# Blond on a ranch



## bowgy (Oct 10, 2007)

A blond city girl named Amy marries a Colorado rancher. One morning, on his way out to check on the cows, the rancher says to Amy, "The insemination man is coming over to impregnate one of our cows today, so I drove a nail into the 2 by 4 just above the cow's stall in the barn.. Please show him where the cow is when he gets here." 

The rancher leaves for the fields. After a while, the artificial insemination man arrives and knocks on the front door. 

Amy takes him down to the barn. They walk along the row of cows, and when Amy sees the nail, she tells him, "This is the one right here." 
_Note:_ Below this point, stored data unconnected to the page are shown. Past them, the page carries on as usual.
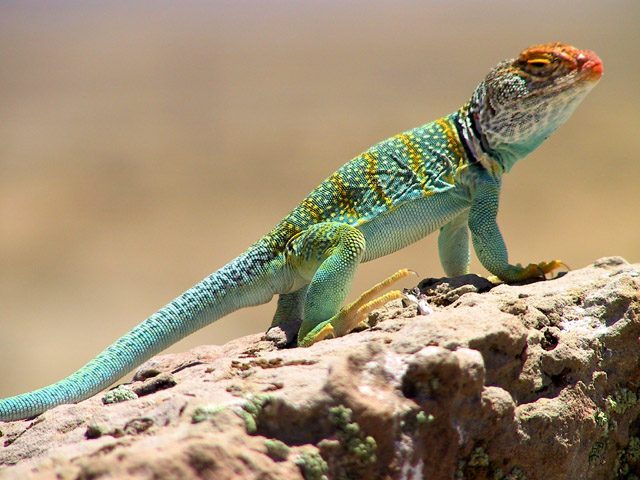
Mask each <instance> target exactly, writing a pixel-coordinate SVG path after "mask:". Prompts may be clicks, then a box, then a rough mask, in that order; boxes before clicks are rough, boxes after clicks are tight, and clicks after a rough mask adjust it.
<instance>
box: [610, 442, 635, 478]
mask: <svg viewBox="0 0 640 480" xmlns="http://www.w3.org/2000/svg"><path fill="white" fill-rule="evenodd" d="M639 461H640V438H638V437H630V438H629V443H628V444H627V446H626V447H625V448H623V449H622V450H620V451H619V452H618V456H617V457H616V460H615V463H614V465H613V472H614V474H615V475H617V476H616V477H615V478H624V479H625V480H638V476H637V475H635V474H634V472H637V471H638V469H639V468H640V464H639Z"/></svg>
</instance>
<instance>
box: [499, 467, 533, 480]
mask: <svg viewBox="0 0 640 480" xmlns="http://www.w3.org/2000/svg"><path fill="white" fill-rule="evenodd" d="M493 480H527V476H526V475H525V474H524V472H523V471H522V469H520V468H519V467H513V468H512V469H511V470H510V471H509V473H504V472H503V471H502V469H500V468H498V469H497V470H496V471H495V472H493Z"/></svg>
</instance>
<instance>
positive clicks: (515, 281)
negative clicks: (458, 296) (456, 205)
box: [469, 174, 563, 282]
mask: <svg viewBox="0 0 640 480" xmlns="http://www.w3.org/2000/svg"><path fill="white" fill-rule="evenodd" d="M499 197H500V185H499V183H498V182H496V181H495V180H494V179H493V178H491V177H490V176H489V174H485V175H484V176H483V177H482V178H481V181H480V182H479V183H478V186H477V189H476V192H475V194H474V196H473V201H472V204H471V208H470V210H469V229H470V230H471V238H472V241H473V248H474V249H475V251H476V255H477V256H478V259H479V260H480V263H482V265H484V267H485V268H486V269H487V270H489V271H490V272H491V273H493V274H494V275H496V276H497V277H498V278H499V279H500V280H504V281H505V282H517V281H522V280H526V279H529V278H544V275H545V274H547V273H549V272H551V271H553V270H555V269H556V268H559V267H561V266H562V265H563V263H562V262H561V261H560V260H552V261H550V262H540V263H538V264H535V263H530V264H529V265H527V266H526V267H522V266H521V265H519V264H518V265H510V264H509V258H508V255H507V247H506V246H505V244H504V240H503V239H502V234H501V233H500V229H499V228H498V224H497V223H496V217H497V215H498V203H499Z"/></svg>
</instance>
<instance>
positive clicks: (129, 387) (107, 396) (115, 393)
mask: <svg viewBox="0 0 640 480" xmlns="http://www.w3.org/2000/svg"><path fill="white" fill-rule="evenodd" d="M136 398H138V394H137V393H136V392H134V391H133V389H132V388H131V387H129V386H128V385H118V386H117V387H116V388H114V389H113V390H109V391H108V392H106V393H105V394H104V395H103V396H102V403H104V404H105V405H109V404H111V403H120V402H126V401H128V400H135V399H136Z"/></svg>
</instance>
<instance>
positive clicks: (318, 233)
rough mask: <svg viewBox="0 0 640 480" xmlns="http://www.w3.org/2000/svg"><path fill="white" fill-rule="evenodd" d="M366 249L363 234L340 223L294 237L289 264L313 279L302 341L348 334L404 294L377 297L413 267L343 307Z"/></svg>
mask: <svg viewBox="0 0 640 480" xmlns="http://www.w3.org/2000/svg"><path fill="white" fill-rule="evenodd" d="M365 248H366V243H365V239H364V236H363V234H362V232H360V231H359V230H358V229H357V228H355V227H352V226H350V225H347V224H344V223H338V222H326V223H320V224H315V225H313V226H311V227H309V228H308V229H307V230H306V231H304V232H303V233H302V234H300V235H298V236H296V237H295V238H294V239H293V240H292V242H291V245H289V252H290V254H289V258H288V263H289V264H290V265H291V266H292V267H293V268H294V269H295V270H296V272H297V273H298V275H300V276H301V277H303V278H308V279H309V286H308V288H307V291H306V295H305V300H304V311H303V315H302V326H301V327H300V331H299V332H298V345H300V346H305V347H306V346H310V345H312V344H314V343H315V342H317V341H319V340H322V339H324V338H327V337H330V336H341V335H346V334H347V333H349V332H350V331H351V330H353V328H355V327H356V326H357V325H358V324H359V323H360V322H361V321H362V320H363V319H364V318H365V316H366V315H367V314H368V313H369V312H370V311H371V310H373V309H375V308H377V307H379V306H380V305H383V304H384V303H386V302H388V301H389V300H392V299H394V298H399V297H400V296H401V294H400V292H389V293H387V294H386V295H383V296H381V297H379V298H374V297H376V296H377V295H378V294H379V293H380V292H381V291H382V290H383V289H385V288H387V287H388V286H389V285H391V284H392V283H394V282H395V281H396V280H398V279H400V278H403V277H405V276H407V275H408V274H409V271H408V270H402V271H400V272H398V273H396V274H395V275H393V276H391V277H389V278H388V279H386V280H385V281H383V282H381V283H379V284H378V285H376V286H374V287H373V288H372V289H370V290H368V291H367V292H365V293H364V294H362V295H361V296H360V297H359V298H358V299H357V300H356V301H355V302H353V303H351V304H350V305H348V306H347V307H345V308H343V309H342V310H340V307H341V305H342V304H343V302H344V301H345V299H346V297H347V294H348V293H349V290H350V288H351V284H352V283H353V277H354V275H355V272H356V269H357V267H358V265H359V264H360V260H361V259H362V256H363V255H364V252H365Z"/></svg>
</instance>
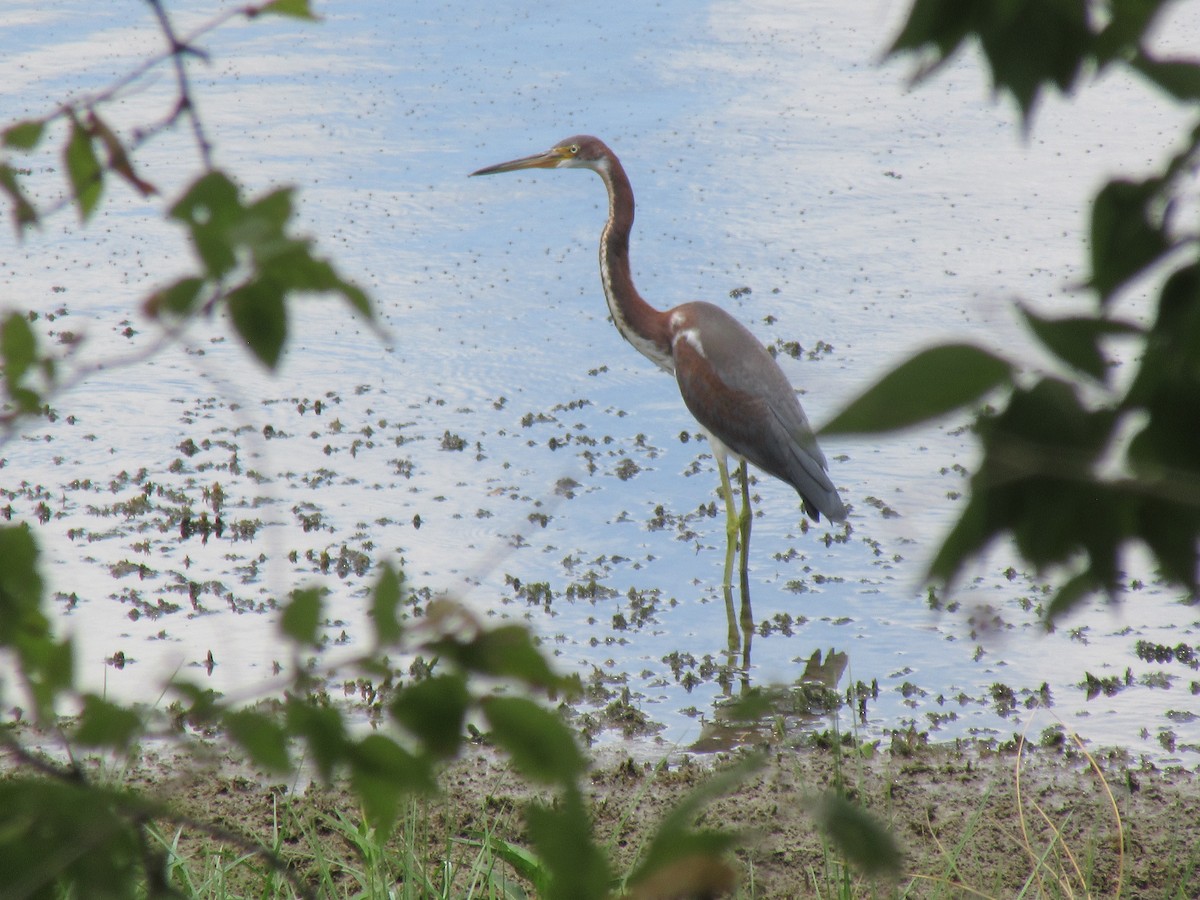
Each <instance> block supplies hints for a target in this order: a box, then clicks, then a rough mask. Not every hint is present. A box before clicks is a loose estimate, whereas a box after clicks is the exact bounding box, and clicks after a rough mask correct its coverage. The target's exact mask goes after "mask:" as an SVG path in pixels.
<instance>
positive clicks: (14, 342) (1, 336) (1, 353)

The man, assuming he is dealing with an airhead blond, asks, "Tell me lady, 'cause I'm dying to know. How would YOU know that this is the right cow to be bred?" 

"That's simple -- by the nail that's over its stall," she explains very confidently. 

Laughing rudely at her, the man says, "And what, pray tell, is the nail for?" 

The blond turns to walk away and says sweetly over her shoulder, "I guess it's to hang your pants on!"


----------



## proutdoors (Sep 24, 2007)

As one who has done AI more times than I care to remember, this is very funny. -/O_-


----------



## The Naturalist (Oct 13, 2007)

proutdoors said:


> As one who has done AI more times than I care to remember, this is very funny. -/O_-


Where did you hang your pants??? :shock: :mrgreen: _(O)_ :lol:


----------



## proutdoors (Sep 24, 2007)

The Naturalist said:


> proutdoors said:
> 
> 
> > As one who has done AI more times than I care to remember, this is very funny. -/O_-
> ...


On the 2X4, pay attention! *\-\*


----------



## wapiti67 (Oct 2, 2007)

He had Kevin and Jedd hold them til it was their turn... :lol: :twisted:


----------